Eleições 2026
Os últimos meses foram didáticos sobre a velocidade da política. Recebido inicialmente com descrédito, Flávio Bolsonaro passou a ser visto por muitos, da mídia às elites políticas, como favorito no pleito de outubro. Com o vazamento dos áudios, certezas se esvaíram. Aliados e adversários voltaram a questionar sua capacidade de manter coesa a coalizão de ultradireita construída pelo governo Bolsonaro, composta por novas lideranças e por setores radicalizados da direita tradicional.

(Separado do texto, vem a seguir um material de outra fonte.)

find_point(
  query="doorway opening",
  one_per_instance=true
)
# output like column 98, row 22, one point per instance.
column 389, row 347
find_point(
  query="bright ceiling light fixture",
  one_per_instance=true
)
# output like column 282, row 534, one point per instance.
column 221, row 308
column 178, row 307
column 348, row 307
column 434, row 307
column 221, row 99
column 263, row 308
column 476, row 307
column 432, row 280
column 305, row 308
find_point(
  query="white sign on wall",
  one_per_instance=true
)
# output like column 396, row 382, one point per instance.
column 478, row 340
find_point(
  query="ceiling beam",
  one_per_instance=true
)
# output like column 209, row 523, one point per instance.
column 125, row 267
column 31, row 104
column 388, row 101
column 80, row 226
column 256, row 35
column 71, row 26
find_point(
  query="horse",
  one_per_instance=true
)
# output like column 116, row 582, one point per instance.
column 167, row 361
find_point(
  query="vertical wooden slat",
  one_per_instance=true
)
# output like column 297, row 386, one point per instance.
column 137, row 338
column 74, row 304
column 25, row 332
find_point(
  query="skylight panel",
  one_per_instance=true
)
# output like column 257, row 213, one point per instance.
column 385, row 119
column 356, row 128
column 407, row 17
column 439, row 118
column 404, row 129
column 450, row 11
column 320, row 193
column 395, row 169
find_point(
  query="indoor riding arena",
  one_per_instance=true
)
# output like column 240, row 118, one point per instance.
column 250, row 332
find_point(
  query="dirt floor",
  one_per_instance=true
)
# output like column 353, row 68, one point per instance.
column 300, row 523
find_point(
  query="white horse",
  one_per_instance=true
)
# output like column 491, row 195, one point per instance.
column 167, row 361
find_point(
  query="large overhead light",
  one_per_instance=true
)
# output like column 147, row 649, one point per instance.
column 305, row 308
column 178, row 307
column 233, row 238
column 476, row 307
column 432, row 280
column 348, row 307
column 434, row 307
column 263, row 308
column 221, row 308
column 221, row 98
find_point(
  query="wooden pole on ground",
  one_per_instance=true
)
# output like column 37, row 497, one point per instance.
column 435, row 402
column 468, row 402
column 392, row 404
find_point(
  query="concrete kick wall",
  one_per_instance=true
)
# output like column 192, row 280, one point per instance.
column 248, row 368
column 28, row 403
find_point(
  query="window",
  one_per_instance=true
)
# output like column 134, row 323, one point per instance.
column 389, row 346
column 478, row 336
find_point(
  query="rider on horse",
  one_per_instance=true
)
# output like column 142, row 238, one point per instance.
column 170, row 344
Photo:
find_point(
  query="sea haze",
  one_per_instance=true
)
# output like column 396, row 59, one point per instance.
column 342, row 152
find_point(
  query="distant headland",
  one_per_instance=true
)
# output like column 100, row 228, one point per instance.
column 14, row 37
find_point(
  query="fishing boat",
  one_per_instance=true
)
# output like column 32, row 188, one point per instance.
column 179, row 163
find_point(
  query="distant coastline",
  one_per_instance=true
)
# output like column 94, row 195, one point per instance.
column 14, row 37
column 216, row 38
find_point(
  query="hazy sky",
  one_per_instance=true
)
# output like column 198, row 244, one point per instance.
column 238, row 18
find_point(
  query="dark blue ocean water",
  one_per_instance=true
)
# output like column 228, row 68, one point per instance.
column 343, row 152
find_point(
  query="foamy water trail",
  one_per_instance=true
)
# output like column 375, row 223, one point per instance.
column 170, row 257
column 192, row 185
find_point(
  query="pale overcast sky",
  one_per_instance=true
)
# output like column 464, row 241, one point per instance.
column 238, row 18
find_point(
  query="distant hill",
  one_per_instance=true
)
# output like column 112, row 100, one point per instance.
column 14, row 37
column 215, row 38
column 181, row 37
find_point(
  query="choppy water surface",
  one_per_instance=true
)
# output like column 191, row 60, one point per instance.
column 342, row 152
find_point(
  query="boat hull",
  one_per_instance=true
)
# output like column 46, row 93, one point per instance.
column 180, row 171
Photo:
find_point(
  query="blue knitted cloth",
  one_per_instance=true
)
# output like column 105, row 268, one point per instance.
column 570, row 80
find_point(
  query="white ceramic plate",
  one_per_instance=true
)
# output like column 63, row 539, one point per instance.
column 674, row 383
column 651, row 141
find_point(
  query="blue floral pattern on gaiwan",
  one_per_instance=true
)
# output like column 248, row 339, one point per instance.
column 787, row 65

Nesse cenário, os olhares se voltaram aos rivais que, apesar dos bons resultados do jovem Bolsonaro, lançaram candidaturas e alcançaram alguma relevância nas pesquisas: Ronaldo Caiado, Romeu Zema e Renan Santos.
Caiado e Zema disputam a base e as lideranças bolsonaristas, reivindicando bandeiras a ela vinculadas, como a anistia. Sua estratégia discursiva é questionar a capacidade de Flávio de manter coesa a coalizão de ultradireita construída em 2018, apresentando-se como melhores opções para a principal tarefa da direita brasileira: derrotar o PT. A afinidade entre ambos é reconhecida pelos próprios cabeças de chapa, que já especulam abertamente sobre uma possível fusão de candidaturas.
Santos segue caminho diverso: apresenta-se como alternativa à direita ao projeto da família Bolsonaro. Em suas manifestações, põe Bolsonaro, Caiado, Zema e até Lula no mesmo campo, de modo que ele seria o único candidato da direita. Embora o PT siga como principal adversário, Renan não poupa o bolsonarismo. Vai além do mero questionamento da liderança de Flávio.